На передовую танковый разведбат попал через двое суток. Русский комендант, как всегда, оказался прав: на следующий день на станцию прибыл эшелон с батальоном тяжелых танков «Джексон». Русские с любопытством рассматривали массивные «Стоунволы»*(stonewall – каменная стена, англ.), уважительно хлопали по непривычной выпуклой башне и увлеченно гадали, насколько хороши броня и пушка калибром семьдесят пять миллиметров.
После недолгих, но весьма бурных дебатов, «Джексоны» взяли «Куантриллы» на буксир и, под язвительные хохоток пехоты: «Детский сад на прогулку пошел!», потелепались к линии фронта. За двадцать миль пути командир разведбата раз пять поблагодарил Господа Бога и неизвестных ему рабочих за крепость жесткой сцепки и три раза - русских летчиков. Если бы не мастерство красных пилотов, прикрывавших медлительную колонну с воздуха, гунны раздолбали бы американскую технику в хлам и башенные «Браунинги» пятидесятого калибра никого б не спасли.

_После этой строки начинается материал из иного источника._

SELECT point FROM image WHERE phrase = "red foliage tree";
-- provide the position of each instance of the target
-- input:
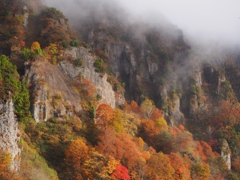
(104, 115)
(156, 114)
(121, 173)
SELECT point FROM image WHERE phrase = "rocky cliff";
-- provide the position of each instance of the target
(51, 92)
(10, 134)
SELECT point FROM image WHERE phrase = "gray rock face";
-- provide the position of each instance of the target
(25, 17)
(226, 153)
(10, 134)
(51, 93)
(103, 87)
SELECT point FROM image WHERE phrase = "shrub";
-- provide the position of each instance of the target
(78, 62)
(99, 65)
(75, 43)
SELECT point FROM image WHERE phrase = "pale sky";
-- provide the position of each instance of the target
(202, 19)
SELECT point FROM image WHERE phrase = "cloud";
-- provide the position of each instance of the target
(199, 19)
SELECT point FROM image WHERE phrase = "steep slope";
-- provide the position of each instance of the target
(79, 120)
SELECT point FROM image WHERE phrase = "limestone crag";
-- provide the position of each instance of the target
(10, 134)
(51, 93)
(103, 87)
(226, 153)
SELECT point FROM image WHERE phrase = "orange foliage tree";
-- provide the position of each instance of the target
(75, 155)
(181, 168)
(159, 167)
(104, 115)
(121, 173)
(5, 161)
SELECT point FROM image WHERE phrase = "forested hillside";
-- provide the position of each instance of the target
(108, 99)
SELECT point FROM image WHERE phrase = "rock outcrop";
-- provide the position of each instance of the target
(51, 92)
(226, 153)
(10, 134)
(104, 88)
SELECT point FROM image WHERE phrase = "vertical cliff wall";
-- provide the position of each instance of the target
(9, 134)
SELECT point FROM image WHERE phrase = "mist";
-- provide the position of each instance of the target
(203, 21)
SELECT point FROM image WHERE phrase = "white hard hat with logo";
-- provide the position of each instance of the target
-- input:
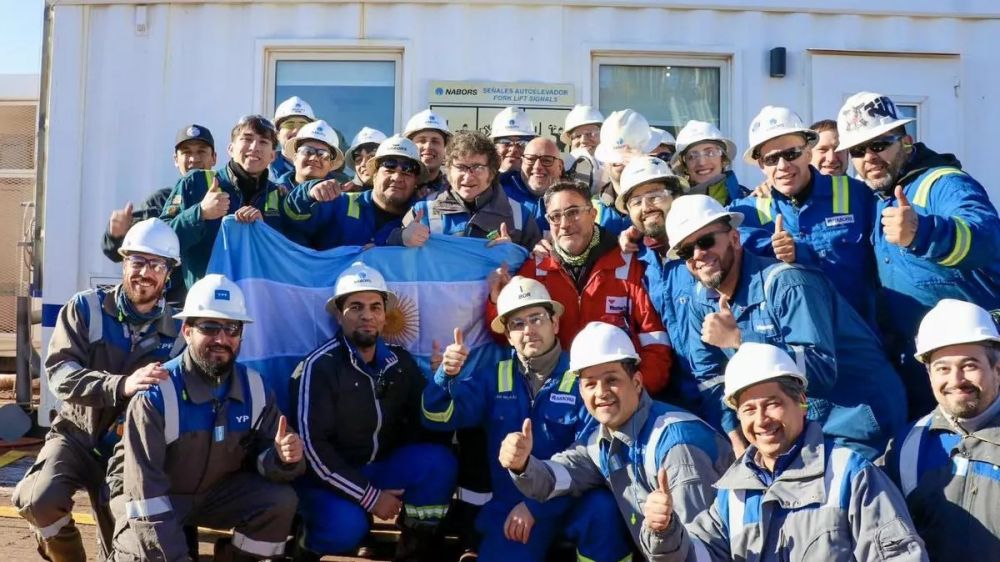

К тому моменту, когда колонна дотащилась до Смоленска-Сортировочной, необходимость в воздушном прикрытии отпала – за время марша танки превратились в комки грязи и полностью слились с окружающей средой, так что с воздуха их опознал бы только волшебник. И то – очень глазастый. На той же Сортировочной танкисты выяснили, что позиции сводного полка армии КША находятся в селе Владимирское и до него еще переть и переть. Дозаправив машины, танкисты решили от грязевой маскировки пока не избавляться - многосантиметровая липкая корка на броне либо от цепкого взора нацистского летчика убережет, либо от бомбардировки, ибо любая бомба просто утонет в грязевом наросте.
Едва колонна вошла во Владимировку, как нагрянули три офицера из комендантской роты и адъютант командира сводного полка. Комендачи, то ли как заботливые няньки, то ли как скуповатые, опасающиеся чтоб гости чего не спёрли, хозяева, развели танки по позициям, а адъютант отконвоировал обоих комбатов в расположение штаба. Полковник Тэд Крачевски принял танкистов радушно и, после непродолжительного ритуала знакомства, сразу перешел на деловой тон. Инструктируя пополнение, комполка мимоходом поинтересовался, как господа офицеры относятся к «зеленому змию». Танкисты заверили командира, что чрезмерное потребление не приветствуют, но и абстинентами не являются.
Полковник тут же пригласил обоих на ужин и потер ладони с предвкушающим азартом. Двумя днями ранее позиции полка навестил русский майор Шмулович и подарил командиру полугаллонную*(галлон = 4,546 л.) бутыль элитной водки «Pervach», а взамен попросил о сущем пустяке – одолжить на один день два полковых бензовоза. Машины майор пока не вернул, но это, скорее всего, из-за распутицы.